SYRE

Jaden Smith

Roc Nation  |  2017
5 / 10
par Ruben  |  le 6 décembre 2017

Cher lecteur, avant de rage-quitter cette page dans un excès de colère et de confusion, laisse-moi contextualiser l’approche de ce disque. Oui, Jaden Smith a tout d'un insupportable morveux: superstar à l’âge de 15 ans et génétiquement prédestiné à faire carrière dans la musique ou sur le grand écran, l’aîné de Will Smith & Jada Pinkett nous avait très agréablement surpris avec « Fallen », single qui amorçait un virage expérimental assez inattendu et à l'exact opposé de l'approche grand public de son BFF Bugatti Biebs. Il semblait donc plutôt logique et pertinent d’accorder une oreille attentive à ce premier album intitulé SYRE.

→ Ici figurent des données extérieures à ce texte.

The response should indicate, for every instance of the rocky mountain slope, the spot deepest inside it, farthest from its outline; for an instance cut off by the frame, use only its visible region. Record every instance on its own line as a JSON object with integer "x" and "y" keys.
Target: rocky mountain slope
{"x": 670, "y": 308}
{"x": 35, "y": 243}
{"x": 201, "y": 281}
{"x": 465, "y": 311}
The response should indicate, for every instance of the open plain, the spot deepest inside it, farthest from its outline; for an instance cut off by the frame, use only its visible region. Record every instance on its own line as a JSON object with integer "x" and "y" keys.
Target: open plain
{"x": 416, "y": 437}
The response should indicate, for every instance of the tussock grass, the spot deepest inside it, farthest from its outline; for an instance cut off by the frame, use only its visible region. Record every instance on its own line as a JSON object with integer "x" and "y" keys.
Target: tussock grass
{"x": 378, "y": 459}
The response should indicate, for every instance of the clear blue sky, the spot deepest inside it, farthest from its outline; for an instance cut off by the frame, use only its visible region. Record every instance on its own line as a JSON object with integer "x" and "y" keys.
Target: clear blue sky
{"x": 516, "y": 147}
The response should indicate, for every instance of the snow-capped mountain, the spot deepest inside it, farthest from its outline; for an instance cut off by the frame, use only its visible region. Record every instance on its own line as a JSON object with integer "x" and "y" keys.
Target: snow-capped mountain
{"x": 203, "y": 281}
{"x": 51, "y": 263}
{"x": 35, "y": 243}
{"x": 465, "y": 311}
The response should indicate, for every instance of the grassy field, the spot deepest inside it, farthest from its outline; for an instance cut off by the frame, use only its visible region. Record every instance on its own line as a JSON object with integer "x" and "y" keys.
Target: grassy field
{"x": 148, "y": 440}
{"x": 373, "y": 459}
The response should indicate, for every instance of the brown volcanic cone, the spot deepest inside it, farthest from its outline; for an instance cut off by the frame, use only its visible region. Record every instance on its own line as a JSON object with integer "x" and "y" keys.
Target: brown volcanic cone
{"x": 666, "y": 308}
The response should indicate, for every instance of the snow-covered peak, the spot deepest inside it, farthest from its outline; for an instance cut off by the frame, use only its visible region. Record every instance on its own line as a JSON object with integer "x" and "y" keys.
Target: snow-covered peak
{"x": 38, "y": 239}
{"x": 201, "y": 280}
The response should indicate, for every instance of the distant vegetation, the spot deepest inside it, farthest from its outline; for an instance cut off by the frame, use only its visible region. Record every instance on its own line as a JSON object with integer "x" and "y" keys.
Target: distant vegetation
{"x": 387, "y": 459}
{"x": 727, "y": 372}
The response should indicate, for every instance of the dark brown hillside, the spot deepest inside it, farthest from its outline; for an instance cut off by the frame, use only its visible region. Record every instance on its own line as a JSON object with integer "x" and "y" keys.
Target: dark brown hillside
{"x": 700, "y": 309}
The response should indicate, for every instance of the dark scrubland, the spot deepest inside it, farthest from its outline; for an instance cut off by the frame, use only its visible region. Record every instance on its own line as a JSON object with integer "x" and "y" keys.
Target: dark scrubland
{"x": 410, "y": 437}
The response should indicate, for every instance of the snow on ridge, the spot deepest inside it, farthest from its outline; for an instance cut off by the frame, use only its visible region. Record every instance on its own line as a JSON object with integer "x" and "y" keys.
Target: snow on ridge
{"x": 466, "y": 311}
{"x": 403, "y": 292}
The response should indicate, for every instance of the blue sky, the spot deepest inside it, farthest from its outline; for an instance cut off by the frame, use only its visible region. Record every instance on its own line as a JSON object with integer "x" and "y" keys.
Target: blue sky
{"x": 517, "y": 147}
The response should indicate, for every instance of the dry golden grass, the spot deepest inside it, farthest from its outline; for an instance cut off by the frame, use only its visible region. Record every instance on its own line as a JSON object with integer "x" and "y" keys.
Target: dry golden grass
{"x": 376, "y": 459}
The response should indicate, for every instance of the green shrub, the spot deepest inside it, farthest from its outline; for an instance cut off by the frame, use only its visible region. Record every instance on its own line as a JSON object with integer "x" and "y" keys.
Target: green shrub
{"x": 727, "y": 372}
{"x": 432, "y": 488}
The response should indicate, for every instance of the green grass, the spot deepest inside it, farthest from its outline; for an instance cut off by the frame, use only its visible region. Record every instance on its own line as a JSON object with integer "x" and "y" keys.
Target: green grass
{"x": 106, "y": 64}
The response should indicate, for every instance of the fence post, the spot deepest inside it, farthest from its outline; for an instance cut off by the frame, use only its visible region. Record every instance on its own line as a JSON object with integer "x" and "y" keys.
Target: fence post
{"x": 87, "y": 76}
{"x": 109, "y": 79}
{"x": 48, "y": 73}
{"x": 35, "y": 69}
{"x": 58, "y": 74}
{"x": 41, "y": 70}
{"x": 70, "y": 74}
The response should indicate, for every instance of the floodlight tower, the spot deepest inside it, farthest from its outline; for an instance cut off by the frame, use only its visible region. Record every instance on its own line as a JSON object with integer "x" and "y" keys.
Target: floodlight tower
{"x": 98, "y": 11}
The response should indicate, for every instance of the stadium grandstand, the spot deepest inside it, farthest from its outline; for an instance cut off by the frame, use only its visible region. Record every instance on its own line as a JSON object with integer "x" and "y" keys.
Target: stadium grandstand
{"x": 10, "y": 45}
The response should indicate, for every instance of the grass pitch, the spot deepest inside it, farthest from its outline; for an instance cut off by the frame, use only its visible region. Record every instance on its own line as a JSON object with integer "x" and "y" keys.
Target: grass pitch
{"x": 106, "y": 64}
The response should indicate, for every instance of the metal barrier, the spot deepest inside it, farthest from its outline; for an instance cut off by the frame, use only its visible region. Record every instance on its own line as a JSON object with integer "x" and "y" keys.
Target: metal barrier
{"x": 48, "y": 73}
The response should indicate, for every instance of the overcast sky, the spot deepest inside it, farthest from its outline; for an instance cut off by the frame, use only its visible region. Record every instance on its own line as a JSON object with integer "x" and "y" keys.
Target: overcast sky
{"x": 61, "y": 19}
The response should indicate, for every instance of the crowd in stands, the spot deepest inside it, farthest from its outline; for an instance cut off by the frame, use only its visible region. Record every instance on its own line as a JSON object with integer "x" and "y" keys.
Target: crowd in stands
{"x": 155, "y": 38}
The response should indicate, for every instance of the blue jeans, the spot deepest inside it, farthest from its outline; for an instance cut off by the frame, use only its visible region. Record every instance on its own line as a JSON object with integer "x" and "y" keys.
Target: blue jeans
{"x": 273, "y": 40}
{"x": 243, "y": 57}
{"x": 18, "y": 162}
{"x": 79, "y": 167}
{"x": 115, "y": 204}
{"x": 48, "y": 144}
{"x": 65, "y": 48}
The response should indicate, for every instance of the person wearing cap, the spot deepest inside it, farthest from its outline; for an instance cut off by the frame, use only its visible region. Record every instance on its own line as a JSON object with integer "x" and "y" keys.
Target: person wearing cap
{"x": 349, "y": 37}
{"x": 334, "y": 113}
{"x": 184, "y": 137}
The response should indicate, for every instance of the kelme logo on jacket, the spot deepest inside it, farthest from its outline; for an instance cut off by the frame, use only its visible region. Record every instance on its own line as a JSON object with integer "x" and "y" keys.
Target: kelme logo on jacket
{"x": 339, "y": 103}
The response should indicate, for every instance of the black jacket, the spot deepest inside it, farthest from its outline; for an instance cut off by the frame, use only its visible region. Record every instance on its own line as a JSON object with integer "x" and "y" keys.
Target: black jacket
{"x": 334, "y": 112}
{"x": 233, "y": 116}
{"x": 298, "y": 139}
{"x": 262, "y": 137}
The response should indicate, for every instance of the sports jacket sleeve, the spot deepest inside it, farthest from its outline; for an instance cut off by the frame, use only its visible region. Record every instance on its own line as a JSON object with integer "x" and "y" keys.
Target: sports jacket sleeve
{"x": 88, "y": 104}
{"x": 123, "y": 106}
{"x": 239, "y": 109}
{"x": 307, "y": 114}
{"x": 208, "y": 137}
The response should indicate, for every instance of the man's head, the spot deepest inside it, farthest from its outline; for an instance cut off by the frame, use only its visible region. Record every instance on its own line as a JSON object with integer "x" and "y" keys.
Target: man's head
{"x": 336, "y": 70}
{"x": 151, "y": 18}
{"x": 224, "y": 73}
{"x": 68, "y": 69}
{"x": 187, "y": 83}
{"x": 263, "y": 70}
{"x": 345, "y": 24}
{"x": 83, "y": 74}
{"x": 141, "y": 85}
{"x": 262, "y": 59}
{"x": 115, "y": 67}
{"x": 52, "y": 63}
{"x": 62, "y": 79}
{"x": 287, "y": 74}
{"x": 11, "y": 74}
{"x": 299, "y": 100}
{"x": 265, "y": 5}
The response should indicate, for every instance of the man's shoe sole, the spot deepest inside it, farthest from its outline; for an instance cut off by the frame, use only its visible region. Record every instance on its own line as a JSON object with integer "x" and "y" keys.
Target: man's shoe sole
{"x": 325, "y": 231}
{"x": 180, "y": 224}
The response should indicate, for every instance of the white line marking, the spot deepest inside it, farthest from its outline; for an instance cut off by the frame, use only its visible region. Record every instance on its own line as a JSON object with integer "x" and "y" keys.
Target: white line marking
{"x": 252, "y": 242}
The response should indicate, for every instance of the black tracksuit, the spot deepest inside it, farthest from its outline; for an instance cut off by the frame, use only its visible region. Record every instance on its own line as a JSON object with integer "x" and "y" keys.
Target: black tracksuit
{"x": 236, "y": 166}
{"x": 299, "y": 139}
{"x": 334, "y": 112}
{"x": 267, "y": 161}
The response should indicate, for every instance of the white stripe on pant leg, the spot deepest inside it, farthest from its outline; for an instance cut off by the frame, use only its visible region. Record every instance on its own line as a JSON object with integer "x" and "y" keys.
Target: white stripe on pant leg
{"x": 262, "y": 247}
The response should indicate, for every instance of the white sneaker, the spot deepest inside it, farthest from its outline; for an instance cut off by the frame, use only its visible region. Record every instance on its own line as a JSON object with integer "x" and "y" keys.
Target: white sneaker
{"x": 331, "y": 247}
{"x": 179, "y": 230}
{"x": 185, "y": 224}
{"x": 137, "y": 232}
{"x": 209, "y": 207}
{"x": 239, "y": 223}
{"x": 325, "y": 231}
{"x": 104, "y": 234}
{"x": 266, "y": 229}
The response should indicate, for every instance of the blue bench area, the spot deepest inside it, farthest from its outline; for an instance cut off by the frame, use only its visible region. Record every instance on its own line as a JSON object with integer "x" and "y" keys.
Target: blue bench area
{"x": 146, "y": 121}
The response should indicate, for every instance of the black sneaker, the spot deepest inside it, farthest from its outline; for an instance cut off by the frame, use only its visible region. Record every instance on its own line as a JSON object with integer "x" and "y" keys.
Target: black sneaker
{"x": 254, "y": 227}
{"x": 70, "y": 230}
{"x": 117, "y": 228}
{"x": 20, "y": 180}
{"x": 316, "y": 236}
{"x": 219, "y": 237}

Magnifiquement introduit par la frangine Willow Smith, le disque débute fort, très fort même. Les 4 premiers titres (« B », « L », « U » et « E ») instaurent une dynamique intéressante et surprenante d’originalité – on se demande même un court instant si on n'est pas en train d'entendre l'héritier de Kanye West. Après, on ne va pas se voiler la face non plus : être le fils de Will Smith permet d’enfoncer des portes habituellement verrouillées pour le commun des emcees débutants. Avec un carnet d’adresse gros comme un bottin téléphonique sous le coude, il est assez simple de se retrouver en studio avec des gars comme Young Fyre, Lido, Kevin Abstract ou le duo Christian Rich, qui sont autant de gages de qualité exceptionnels en termes de musicalité et d'authenticité. Ainsi, sans grande surprise, SYRE réalise le sans-faute côté productions en renvoyant l’auditeur vers les mondes alternatifs de Because The Internet ou Blonde.

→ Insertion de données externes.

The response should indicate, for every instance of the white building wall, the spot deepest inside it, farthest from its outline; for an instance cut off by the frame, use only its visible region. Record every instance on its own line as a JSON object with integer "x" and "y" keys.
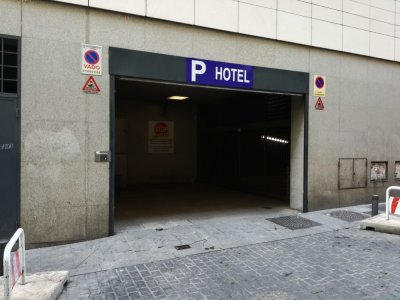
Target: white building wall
{"x": 365, "y": 27}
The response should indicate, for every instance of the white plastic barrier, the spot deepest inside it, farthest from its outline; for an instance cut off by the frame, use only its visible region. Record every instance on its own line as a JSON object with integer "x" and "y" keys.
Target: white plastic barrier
{"x": 14, "y": 263}
{"x": 392, "y": 206}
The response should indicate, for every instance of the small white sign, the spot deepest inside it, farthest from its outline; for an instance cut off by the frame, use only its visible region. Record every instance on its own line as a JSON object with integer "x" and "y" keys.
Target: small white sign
{"x": 161, "y": 137}
{"x": 92, "y": 59}
{"x": 378, "y": 171}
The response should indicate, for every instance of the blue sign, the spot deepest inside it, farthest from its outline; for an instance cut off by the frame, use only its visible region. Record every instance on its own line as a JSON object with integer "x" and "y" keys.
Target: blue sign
{"x": 208, "y": 72}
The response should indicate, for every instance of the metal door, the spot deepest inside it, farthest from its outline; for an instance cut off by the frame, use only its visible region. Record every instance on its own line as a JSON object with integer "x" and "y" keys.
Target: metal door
{"x": 9, "y": 166}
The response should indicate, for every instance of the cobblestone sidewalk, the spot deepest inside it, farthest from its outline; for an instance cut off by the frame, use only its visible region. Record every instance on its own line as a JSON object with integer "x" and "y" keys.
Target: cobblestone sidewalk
{"x": 341, "y": 264}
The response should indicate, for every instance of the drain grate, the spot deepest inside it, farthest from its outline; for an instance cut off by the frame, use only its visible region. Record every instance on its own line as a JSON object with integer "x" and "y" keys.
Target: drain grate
{"x": 182, "y": 247}
{"x": 349, "y": 216}
{"x": 294, "y": 222}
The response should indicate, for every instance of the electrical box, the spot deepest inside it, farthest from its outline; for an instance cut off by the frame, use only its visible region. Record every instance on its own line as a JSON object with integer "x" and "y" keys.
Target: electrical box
{"x": 102, "y": 156}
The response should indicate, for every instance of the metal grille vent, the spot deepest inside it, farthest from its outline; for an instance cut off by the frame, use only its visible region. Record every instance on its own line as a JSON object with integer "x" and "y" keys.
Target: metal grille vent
{"x": 294, "y": 222}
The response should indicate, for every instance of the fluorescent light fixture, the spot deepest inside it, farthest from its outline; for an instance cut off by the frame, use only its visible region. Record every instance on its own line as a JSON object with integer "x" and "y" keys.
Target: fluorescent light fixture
{"x": 178, "y": 98}
{"x": 274, "y": 139}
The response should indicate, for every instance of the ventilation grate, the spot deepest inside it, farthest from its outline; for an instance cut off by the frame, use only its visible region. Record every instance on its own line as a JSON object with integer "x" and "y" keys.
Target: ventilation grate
{"x": 294, "y": 222}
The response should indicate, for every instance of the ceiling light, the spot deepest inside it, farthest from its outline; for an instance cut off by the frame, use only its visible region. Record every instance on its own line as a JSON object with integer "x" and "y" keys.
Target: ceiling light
{"x": 178, "y": 98}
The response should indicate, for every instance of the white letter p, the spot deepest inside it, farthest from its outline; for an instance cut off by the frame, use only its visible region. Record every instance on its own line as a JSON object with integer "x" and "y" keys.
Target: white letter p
{"x": 195, "y": 70}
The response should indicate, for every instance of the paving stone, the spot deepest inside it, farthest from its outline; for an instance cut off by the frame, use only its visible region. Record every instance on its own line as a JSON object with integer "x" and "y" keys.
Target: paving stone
{"x": 342, "y": 264}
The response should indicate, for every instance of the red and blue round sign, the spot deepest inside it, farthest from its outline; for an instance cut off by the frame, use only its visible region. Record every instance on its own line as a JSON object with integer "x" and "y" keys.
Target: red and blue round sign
{"x": 92, "y": 57}
{"x": 319, "y": 82}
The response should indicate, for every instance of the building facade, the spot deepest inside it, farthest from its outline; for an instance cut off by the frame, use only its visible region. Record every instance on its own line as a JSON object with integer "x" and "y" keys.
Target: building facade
{"x": 339, "y": 156}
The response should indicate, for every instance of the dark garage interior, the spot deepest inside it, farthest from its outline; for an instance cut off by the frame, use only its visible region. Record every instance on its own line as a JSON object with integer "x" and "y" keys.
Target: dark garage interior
{"x": 230, "y": 150}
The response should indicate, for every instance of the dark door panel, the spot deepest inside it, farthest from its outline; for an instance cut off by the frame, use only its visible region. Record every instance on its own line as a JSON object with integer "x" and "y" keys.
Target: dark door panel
{"x": 9, "y": 167}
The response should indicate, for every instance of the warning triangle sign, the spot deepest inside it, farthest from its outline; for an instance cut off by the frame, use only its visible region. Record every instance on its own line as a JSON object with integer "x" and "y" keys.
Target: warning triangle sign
{"x": 319, "y": 104}
{"x": 91, "y": 86}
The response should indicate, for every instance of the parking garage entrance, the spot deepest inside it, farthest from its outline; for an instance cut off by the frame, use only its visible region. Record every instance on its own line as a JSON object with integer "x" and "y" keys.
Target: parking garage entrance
{"x": 183, "y": 150}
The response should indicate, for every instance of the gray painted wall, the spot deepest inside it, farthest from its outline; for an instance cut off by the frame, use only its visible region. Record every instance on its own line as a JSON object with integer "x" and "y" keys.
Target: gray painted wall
{"x": 62, "y": 127}
{"x": 143, "y": 167}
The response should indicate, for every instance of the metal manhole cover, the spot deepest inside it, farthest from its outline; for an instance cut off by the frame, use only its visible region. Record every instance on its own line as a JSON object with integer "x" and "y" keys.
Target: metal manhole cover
{"x": 349, "y": 216}
{"x": 294, "y": 222}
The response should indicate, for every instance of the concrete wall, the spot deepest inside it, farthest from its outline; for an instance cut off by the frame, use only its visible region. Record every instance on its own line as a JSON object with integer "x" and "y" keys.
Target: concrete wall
{"x": 367, "y": 27}
{"x": 65, "y": 194}
{"x": 144, "y": 167}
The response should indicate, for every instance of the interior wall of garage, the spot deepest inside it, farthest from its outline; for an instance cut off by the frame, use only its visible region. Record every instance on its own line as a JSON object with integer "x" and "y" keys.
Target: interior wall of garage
{"x": 62, "y": 127}
{"x": 132, "y": 150}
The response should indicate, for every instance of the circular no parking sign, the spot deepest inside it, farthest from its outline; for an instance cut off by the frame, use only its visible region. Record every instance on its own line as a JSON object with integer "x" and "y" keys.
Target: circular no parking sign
{"x": 92, "y": 57}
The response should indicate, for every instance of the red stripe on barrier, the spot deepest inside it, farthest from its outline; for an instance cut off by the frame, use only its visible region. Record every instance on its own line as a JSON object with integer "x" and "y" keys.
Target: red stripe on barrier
{"x": 19, "y": 270}
{"x": 395, "y": 202}
{"x": 12, "y": 270}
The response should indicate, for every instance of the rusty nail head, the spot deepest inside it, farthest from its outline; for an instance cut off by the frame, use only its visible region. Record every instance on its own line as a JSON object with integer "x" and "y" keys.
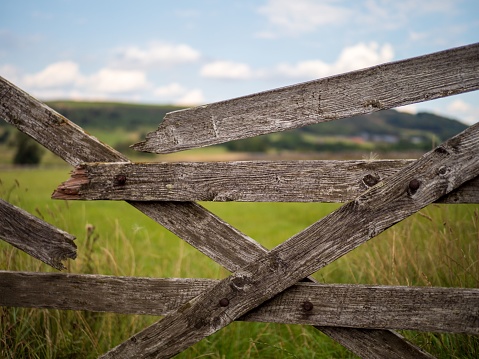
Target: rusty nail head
{"x": 414, "y": 185}
{"x": 224, "y": 302}
{"x": 307, "y": 306}
{"x": 120, "y": 180}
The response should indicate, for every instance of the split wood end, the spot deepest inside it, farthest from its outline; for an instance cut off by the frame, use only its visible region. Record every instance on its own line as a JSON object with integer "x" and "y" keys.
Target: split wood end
{"x": 70, "y": 189}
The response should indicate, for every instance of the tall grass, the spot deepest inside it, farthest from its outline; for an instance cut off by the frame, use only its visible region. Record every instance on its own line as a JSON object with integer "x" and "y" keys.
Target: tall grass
{"x": 437, "y": 247}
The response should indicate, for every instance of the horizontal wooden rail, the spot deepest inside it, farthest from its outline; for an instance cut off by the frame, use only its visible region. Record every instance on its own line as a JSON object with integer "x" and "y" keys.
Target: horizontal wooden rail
{"x": 453, "y": 310}
{"x": 249, "y": 181}
{"x": 188, "y": 220}
{"x": 35, "y": 237}
{"x": 397, "y": 197}
{"x": 381, "y": 87}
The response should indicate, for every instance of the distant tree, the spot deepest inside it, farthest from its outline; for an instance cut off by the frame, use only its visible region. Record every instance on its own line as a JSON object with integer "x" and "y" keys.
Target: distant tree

Malheureusement, au fur à et mesure que les pistes défilent, les sourcils se froncent car l'album plane mais ne trouve jamais son point de chute. Sans véritable raison, Jaden Smith étire le propos durant 17 longues pistes alors qu'un format plus compact aurait suffit à faire passer le message. Mais quel message au fond? C’est justement au niveau des textes que les contradictions s’accumulent: malgré le ton très sérieux prôné, on reste scotchés par l’immaturité de certaines punchlines du jeune MC - rires et gênance en l'entendant dire « Girl, I’m Martin Luther, Martin Luther King/Life is hard, I’m Kamasutra-ing ». Rapidement, les références bibliques se mélangent aux prises de positions politiques; les récits de soirées alcoolisées s’entrechoquent avec des conspirations illuminatis. Bref, Jaden Smith raconte tout et n’importe quoi et en fait simplement beaucoup trop. 

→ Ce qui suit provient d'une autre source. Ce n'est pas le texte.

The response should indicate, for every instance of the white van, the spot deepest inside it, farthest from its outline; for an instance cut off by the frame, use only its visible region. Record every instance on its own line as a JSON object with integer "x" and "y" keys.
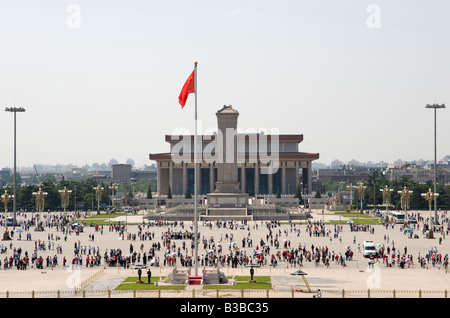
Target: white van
{"x": 369, "y": 249}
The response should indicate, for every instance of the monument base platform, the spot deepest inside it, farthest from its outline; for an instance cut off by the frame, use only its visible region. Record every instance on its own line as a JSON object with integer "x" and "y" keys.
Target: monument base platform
{"x": 224, "y": 206}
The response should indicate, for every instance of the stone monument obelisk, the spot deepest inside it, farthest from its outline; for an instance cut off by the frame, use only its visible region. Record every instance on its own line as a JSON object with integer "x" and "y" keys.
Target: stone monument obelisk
{"x": 227, "y": 200}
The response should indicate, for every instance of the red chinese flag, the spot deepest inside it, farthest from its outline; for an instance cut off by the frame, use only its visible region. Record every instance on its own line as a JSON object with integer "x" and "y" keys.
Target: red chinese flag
{"x": 188, "y": 87}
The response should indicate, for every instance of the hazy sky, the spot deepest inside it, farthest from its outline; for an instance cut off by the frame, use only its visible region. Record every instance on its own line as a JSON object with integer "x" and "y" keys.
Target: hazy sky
{"x": 101, "y": 79}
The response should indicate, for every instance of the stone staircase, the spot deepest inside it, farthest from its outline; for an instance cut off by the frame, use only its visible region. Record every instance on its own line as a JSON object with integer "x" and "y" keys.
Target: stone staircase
{"x": 238, "y": 214}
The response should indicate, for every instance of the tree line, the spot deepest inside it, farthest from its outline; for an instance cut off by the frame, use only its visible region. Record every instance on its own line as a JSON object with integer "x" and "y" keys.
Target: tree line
{"x": 82, "y": 194}
{"x": 374, "y": 197}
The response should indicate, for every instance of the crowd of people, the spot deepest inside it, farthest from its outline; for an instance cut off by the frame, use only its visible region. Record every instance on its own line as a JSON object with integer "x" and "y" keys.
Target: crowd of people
{"x": 281, "y": 245}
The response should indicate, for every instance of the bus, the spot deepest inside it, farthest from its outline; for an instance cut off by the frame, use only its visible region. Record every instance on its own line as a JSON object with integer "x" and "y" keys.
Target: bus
{"x": 397, "y": 217}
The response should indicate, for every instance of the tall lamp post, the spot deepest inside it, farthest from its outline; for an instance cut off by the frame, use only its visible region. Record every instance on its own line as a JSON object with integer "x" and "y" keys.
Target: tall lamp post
{"x": 40, "y": 202}
{"x": 361, "y": 189}
{"x": 435, "y": 106}
{"x": 112, "y": 187}
{"x": 98, "y": 194}
{"x": 406, "y": 198}
{"x": 430, "y": 197}
{"x": 65, "y": 193}
{"x": 6, "y": 197}
{"x": 15, "y": 110}
{"x": 386, "y": 197}
{"x": 351, "y": 187}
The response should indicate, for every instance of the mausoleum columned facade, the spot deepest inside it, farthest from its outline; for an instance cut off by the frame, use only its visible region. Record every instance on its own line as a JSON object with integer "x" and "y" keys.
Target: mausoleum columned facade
{"x": 261, "y": 163}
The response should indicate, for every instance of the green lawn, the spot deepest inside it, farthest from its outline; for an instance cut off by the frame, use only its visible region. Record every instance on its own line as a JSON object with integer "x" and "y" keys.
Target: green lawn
{"x": 242, "y": 282}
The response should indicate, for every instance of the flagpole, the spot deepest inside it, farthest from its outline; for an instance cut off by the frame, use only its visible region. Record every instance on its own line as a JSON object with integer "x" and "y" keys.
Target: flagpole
{"x": 195, "y": 179}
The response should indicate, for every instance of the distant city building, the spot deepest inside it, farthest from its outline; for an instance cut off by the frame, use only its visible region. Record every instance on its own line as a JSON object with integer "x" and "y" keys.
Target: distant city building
{"x": 121, "y": 173}
{"x": 295, "y": 167}
{"x": 418, "y": 173}
{"x": 344, "y": 175}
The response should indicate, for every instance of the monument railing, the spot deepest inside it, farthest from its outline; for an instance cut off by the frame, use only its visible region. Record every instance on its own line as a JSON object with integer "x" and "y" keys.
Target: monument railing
{"x": 232, "y": 293}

Jaden Smith adule Kanye West, rêve d'avoir la notoriété de Frank Ocean et souhaite faire la jonction entre cinéma et musique à l'image de Donald Glover, mais il n'a pas vraiment pris conscience du gouffre qui le sépare du statut d'icône auquel il aimerait tant prétendre, dans un élan de modestie typique de sa famille. Puis n'oublions pas que, d'un point de vue strictement génétique, ses chances de devenir une légende du rap sont à peu près aussi nombreuses que le nombre de gens qui ont apprécié le dernier single de son paternel.